I need to have tomcat start after a reboot of the linux OS. I cannot get init.d to function properly through reboot.
OS and Versions:
JRE: 1.8.0
JAVA: 1.8.0
Tomcat: 8.5.34
Linux: Amazon Linux 2
****ALL STEPS COMPLETED AS ROOT
TOMCAT Deployment Configuration:
1) Install tomcat 8.5.34 using a tar.gz gzip file
2) configure /{$TOMCAT}/conf/server.xml to use 443 connectors
3) Deploy MicroStrategy application through deploying a .war file on restart
4) configure SSL keys using Java Key Store
5) configure microstrategy webapp for SAML authentication using PING
init.d Script Deployment Configuration
Note: I have tried various scripts through /etc/init.d/tomcat and the chkconfig utility.
1) Create tomcat using vi
2) Insert script (I have tried numerous scripts, but this one seems to
be the clostest to exactly what I need and the most explicit)

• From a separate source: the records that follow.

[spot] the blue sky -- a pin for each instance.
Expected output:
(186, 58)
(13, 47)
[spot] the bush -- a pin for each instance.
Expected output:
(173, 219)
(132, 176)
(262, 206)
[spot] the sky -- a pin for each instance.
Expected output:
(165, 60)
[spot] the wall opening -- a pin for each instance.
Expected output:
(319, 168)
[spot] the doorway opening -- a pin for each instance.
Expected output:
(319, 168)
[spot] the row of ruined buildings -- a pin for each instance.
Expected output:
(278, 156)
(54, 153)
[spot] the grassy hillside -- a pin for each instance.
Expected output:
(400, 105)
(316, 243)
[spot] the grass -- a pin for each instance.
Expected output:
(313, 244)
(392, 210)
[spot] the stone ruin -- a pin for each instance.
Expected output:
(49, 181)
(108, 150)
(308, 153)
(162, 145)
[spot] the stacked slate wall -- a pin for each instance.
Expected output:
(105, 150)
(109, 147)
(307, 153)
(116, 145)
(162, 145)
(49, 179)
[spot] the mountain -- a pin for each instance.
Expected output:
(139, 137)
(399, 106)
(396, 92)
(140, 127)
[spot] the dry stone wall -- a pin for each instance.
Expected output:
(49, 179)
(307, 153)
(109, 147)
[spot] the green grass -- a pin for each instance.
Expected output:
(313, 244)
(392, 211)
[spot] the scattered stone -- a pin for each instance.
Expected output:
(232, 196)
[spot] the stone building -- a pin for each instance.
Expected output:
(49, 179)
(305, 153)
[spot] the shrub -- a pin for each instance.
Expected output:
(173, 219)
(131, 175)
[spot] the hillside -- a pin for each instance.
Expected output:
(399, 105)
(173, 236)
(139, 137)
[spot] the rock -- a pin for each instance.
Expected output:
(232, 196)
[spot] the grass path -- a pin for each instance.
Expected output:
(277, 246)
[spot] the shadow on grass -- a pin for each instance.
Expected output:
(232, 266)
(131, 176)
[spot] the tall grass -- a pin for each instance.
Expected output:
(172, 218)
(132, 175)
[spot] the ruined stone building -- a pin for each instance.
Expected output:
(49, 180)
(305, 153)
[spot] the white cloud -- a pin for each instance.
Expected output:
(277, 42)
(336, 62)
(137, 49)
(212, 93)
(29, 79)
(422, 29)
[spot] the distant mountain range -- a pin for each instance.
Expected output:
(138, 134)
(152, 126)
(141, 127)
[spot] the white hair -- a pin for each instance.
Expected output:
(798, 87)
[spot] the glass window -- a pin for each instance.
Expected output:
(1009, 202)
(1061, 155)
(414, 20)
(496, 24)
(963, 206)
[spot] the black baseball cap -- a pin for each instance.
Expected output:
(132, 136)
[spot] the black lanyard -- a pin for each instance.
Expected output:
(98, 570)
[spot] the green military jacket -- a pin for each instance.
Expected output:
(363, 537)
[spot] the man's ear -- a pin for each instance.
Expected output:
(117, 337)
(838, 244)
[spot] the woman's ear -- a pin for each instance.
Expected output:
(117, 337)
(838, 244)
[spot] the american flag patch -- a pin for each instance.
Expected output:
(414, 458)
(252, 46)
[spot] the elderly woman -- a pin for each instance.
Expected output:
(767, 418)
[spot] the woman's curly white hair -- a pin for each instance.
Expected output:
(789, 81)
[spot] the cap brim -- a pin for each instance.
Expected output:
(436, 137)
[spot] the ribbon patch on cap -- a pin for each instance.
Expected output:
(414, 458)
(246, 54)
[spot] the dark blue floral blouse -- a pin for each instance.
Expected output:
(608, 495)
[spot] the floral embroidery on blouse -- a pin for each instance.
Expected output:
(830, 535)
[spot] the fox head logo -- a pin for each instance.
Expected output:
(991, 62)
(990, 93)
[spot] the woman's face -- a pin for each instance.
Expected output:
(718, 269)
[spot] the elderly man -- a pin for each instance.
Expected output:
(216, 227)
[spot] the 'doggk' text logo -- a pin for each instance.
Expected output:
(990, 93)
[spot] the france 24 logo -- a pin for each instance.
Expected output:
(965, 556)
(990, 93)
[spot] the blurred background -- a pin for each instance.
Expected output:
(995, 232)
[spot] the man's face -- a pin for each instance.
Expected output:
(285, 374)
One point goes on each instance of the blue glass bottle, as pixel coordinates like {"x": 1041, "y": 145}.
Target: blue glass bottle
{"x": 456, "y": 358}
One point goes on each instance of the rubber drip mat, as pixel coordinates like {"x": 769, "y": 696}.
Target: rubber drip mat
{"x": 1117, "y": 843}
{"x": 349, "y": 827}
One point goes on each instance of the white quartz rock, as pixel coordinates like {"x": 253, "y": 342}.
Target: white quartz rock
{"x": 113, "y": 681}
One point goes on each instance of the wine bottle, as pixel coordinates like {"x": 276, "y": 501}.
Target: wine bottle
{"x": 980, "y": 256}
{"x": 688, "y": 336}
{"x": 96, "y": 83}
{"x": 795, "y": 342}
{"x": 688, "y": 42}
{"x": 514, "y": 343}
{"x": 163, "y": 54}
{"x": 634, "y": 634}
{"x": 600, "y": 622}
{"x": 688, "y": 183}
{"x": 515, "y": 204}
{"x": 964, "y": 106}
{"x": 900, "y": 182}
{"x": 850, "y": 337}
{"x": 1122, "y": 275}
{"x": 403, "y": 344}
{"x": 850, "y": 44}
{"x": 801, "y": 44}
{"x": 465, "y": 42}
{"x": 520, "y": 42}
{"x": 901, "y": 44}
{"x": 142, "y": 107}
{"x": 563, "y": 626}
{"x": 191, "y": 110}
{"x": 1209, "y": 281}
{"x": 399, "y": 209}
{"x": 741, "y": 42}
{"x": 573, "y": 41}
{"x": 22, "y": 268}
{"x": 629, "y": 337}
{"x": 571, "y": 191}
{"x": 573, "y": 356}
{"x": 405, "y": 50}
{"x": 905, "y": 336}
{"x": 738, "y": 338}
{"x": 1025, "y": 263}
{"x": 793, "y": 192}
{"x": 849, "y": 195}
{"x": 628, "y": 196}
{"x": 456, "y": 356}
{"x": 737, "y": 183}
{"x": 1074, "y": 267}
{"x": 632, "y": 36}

3) chmod 755 /etc/init.d/tomcat
4) chkconfig --add tomcat
5) chkconfig --level 2345 tomcat on (This command is not successful)
6) chkconfig --list tomcat (returns tomcat 0:off 1:off 2:off 3:on 4:on 5:on 6:off)
Testing of this script is successful:
./etc/init.d/tomcat start
./etc/init.d/tomcat stop
./etc/init.d/tomcat restart
Confirmed that chkconfig created the links:
/etc/rc1.d K20tomcat
/etc/rc2.d K20tomcat
/etc/rc3.d S82tomcat
/etc/rc4.d S82tomcat
/etc/rc5.d S82tomcat
/etc/rc6.d K20tomcat
Script File for Tomcat
#!/bin/sh
#
# chkconfig: 345 82 20
#
# description: Tomcat Service
JAVA_HOME=/usr/lib/jvm/java-1.8.0-openjdk
JRE_HOME=/usr/lib/jvm/jre-1.8.0-openjdk
CATALINA_HOME=/opt/apache-tomcat-8.5.34
export JAVA_HOME JRE_HOME CATALINA_HOME
case $1 in
start)
cd $CATALINA_HOME/bin
./startup.sh
;;
stop)
cd $CATALINA_HOME/bin
./shutdown.sh
;;
restart)
cd $CATALINA_HOME/bin
./shutdown.sh
./startup.sh
;;
*)
echo "Usage: $0 {start|stop|restart}"
exit 1
esac
exit 0
Expectations
I expect the base URL at {$TOMCAT}/webapps/ROOT to be accessible from the Public URL pointing to this device following a reboot. The tomcat services remain in a stopped state after reboot.
Any suggestions?
Amazon Linux 2 uses systemd
service manager which should be backwards compatible with systemv
init scripts provided that systemd-sysv-generator
is executed to generate service units out of /etc/init.d
scripts (not recommended in your case I think).
Since you are writing the script yourself it is recommended that you write a proper service unit.
It's probable that such *.service file is already present on the tar.gz used to install tomcat.